Watch how Petzold shoots this: Undine's rush up the stairs, her hurried change from her tight jeans and soft leather jacket to skirt and suit and white silk blouse is electrifying. And the surprising thing is that he lingers over the talk she gives, in the vast space, pointing to spots in the vast city model, and this isn't the last time he will do so. Undine's Berlin city planning history lectures are to be examined with admiration and attention. They are the illustration of her magical power to function on land - a power that is guaranteed by a connection with a man. If that connection is broken, she must kill him. This is the rule native to the myth that Undine is enunciating to Johannes.

Petzold doesn't spell it out that clearly, of course. In fact while Undine is serious about its legend, and everything here revolves around water - when not revolving around that giant mockup of Berlin - it's also free with it. Some might wish somebody'd explained how much the story is going to be faithful to the myth and where it's going to depart. Movies don't work that way, though.

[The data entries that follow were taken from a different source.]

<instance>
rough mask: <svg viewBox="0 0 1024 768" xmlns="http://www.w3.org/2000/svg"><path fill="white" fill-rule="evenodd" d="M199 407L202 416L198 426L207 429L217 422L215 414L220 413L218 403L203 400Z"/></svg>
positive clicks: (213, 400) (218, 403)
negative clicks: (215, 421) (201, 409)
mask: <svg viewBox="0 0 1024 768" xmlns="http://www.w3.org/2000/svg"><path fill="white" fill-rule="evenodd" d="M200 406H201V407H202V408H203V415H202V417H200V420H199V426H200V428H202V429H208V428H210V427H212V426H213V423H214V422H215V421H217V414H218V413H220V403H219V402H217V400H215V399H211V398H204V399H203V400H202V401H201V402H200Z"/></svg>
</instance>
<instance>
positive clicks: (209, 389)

It may seem strange - it's one of Petzold's radical alterations - that Undine should meet another man immediately, an instant fix, and that he'd be an industrial diver, and so have more to do with water than she does. But while this movie arguably loses a certain amount of its energy (and needs more and more infusions of the Adagio from Bach’s Keyboard Concerto in D Minor) in the second half, the pleasure of its early segments is extreme and can nearly carry you through. This includes the meet cute with man no. 2 (who could derail the rules), Christoph, the diver (Franz Rogowski, paired with Beer also in Transit), which comes with breathtaking speed, in the same cafe where Johannes gave Undine the gate, and happens around the clatter of an exploding aquarium, fluttering fish, and Undine and Christoph collapsed on top of each other on the floor amid shattered glass. This is a meet-cute for the record books. Pretty soon they are diving together (passionately in love; and the chemistry here - also a carry-over? - is intense) and Christoph is showing Undine a sunken ship with her name on it. Lucky, isn't it, that he doesn't seem to know the myth?

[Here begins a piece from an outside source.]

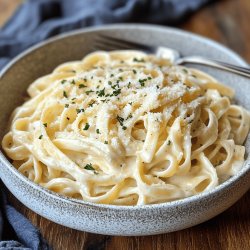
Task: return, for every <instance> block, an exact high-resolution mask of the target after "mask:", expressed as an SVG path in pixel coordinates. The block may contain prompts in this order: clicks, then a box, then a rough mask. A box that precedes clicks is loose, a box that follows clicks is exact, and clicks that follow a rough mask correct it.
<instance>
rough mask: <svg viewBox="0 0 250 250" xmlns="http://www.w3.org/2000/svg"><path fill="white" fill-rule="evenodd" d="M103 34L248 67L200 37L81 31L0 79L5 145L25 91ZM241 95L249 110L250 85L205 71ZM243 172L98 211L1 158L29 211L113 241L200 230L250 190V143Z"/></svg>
mask: <svg viewBox="0 0 250 250" xmlns="http://www.w3.org/2000/svg"><path fill="white" fill-rule="evenodd" d="M100 33H105V34H108V35H112V36H116V37H120V38H125V39H130V40H133V41H137V42H146V43H147V44H150V45H163V46H168V47H171V48H174V49H177V50H179V51H180V52H181V53H182V54H183V55H193V54H197V55H202V56H207V57H210V58H216V59H219V60H222V61H226V62H231V63H234V64H238V65H242V66H246V63H245V62H244V60H243V59H241V58H240V57H239V56H238V55H236V54H235V53H234V52H232V51H230V50H229V49H227V48H225V47H223V46H221V45H219V44H217V43H215V42H213V41H211V40H208V39H205V38H202V37H199V36H197V35H193V34H191V33H187V32H183V31H180V30H177V29H172V28H166V27H161V26H152V25H110V26H103V27H98V28H90V29H82V30H79V31H75V32H71V33H67V34H63V35H60V36H57V37H55V38H53V39H50V40H48V41H46V42H43V43H41V44H39V45H37V46H35V47H33V48H31V49H29V50H27V51H26V52H24V53H22V54H21V55H19V56H18V57H16V58H15V59H14V60H13V61H12V62H11V63H9V64H8V65H7V66H6V67H5V68H4V69H3V70H2V72H1V75H0V140H2V137H3V135H4V134H5V132H6V130H7V127H8V121H9V117H10V115H11V112H12V111H13V110H14V108H15V107H16V106H18V105H20V104H21V103H23V97H24V96H25V93H26V89H27V87H28V85H29V84H30V83H32V81H33V80H35V79H36V78H38V77H40V76H42V75H45V74H48V73H50V72H51V71H52V70H53V69H54V68H55V67H56V66H57V65H59V64H61V63H63V62H67V61H72V60H79V59H81V58H83V57H84V56H85V55H86V54H87V53H89V52H90V51H91V44H92V43H93V40H94V39H95V36H96V35H97V34H100ZM199 68H201V69H202V70H204V71H206V72H208V73H210V74H212V75H214V76H215V77H217V78H218V79H219V80H220V81H222V82H224V83H225V84H228V85H230V86H232V87H233V88H234V89H235V90H236V101H237V102H238V103H239V104H241V105H243V106H244V107H245V108H247V109H248V110H250V98H248V95H249V94H250V84H249V80H248V79H246V78H244V77H239V76H237V75H233V74H230V73H225V72H222V71H219V70H214V69H211V68H206V67H199ZM245 145H246V152H247V156H246V161H245V164H244V166H243V168H242V169H241V171H240V172H239V173H238V174H237V175H235V176H233V177H232V178H230V179H229V180H227V181H226V182H224V183H223V184H221V185H219V186H218V187H216V188H215V189H213V190H211V191H209V192H204V193H202V194H199V195H195V196H192V197H189V198H185V199H182V200H178V201H173V202H168V203H162V204H156V205H144V206H130V207H124V206H114V205H102V204H92V203H88V202H84V201H79V200H75V199H71V198H67V197H64V196H61V195H59V194H56V193H54V192H51V191H48V190H46V189H44V188H42V187H40V186H39V185H37V184H35V183H33V182H32V181H30V180H28V179H27V178H26V177H24V176H23V175H22V174H20V173H19V172H18V171H17V170H16V169H15V168H14V167H13V166H12V165H11V163H10V162H9V161H8V159H7V158H6V157H5V156H4V154H2V153H1V155H0V160H1V162H0V177H1V178H2V180H3V182H4V183H5V185H6V186H7V187H8V189H9V190H10V191H11V192H12V193H13V194H14V195H15V196H16V197H17V199H19V200H20V201H21V202H22V203H23V204H24V205H25V206H27V207H28V208H30V209H31V210H33V211H34V212H36V213H38V214H40V215H41V216H43V217H45V218H47V219H49V220H51V221H54V222H56V223H59V224H61V225H64V226H67V227H70V228H74V229H78V230H82V231H88V232H93V233H100V234H109V235H152V234H160V233H166V232H172V231H177V230H181V229H184V228H187V227H191V226H194V225H196V224H199V223H202V222H204V221H206V220H209V219H210V218H212V217H214V216H216V215H218V214H219V213H221V212H222V211H224V210H225V209H227V208H228V207H230V206H231V205H232V204H234V203H235V202H236V201H237V200H238V199H239V198H240V197H241V196H242V195H243V194H244V193H245V192H246V191H247V190H248V189H249V187H250V157H249V152H250V137H249V136H248V139H247V141H246V143H245Z"/></svg>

But it's not all that clear what's happening otherwise - the blurb says the film remains "scrupulously enigmatic," and I can live with that. The trouble is though, that this film, compared to the last three, which were penetrated by the agony of living history, is caught up in its own protective bubble, like a diving bell, even with that big model of Berlin to remind us of its permutations. Sometimes it feels as if Christoph is more confined, more naïve, than Undine. She seems to have expanded her world, but only in an artificial way. See the later highlight where learning a new spiel interrupts the feverish excitement of their lovemaking, a quality all the more evident in a fundamentally cool dude like Petzold, when Christoph, who fell for Undine by listening to her lecture, begs her to say her new one here, just to him, and she does, to his rapturous enjoyment.

The other pull comes from Johannes who, in the dynamic spirit of the film, Undine spots as they pass him, with his other woman, walking on a bridge. People collapse under water, but suddenly burst back to life, and Undine's attraction to Johannes is not dead. Or is she just remembering that she must kill him? Stay and watch this delicious and intensely romantic if somewhat superficial film, and find out.

Undine, 90 mins., debuted at the Berlinale, also showing at St. Petersburg (New Holland Island), Hamptons, Mill Valley, New York (where it was screened for this review), London, Chicago, and Montclair. It has opened in France (AlloCiné press rating 3.9 - 78%; (Les Inrockuptibles: "A grand film of amorous passion, 'Ondine' is inhabited by a wild romanticism [...] imbued with a fantastic lyricism too rare in German cinema ...") Metascore 75%. IFC Films release Jun.4, 2021.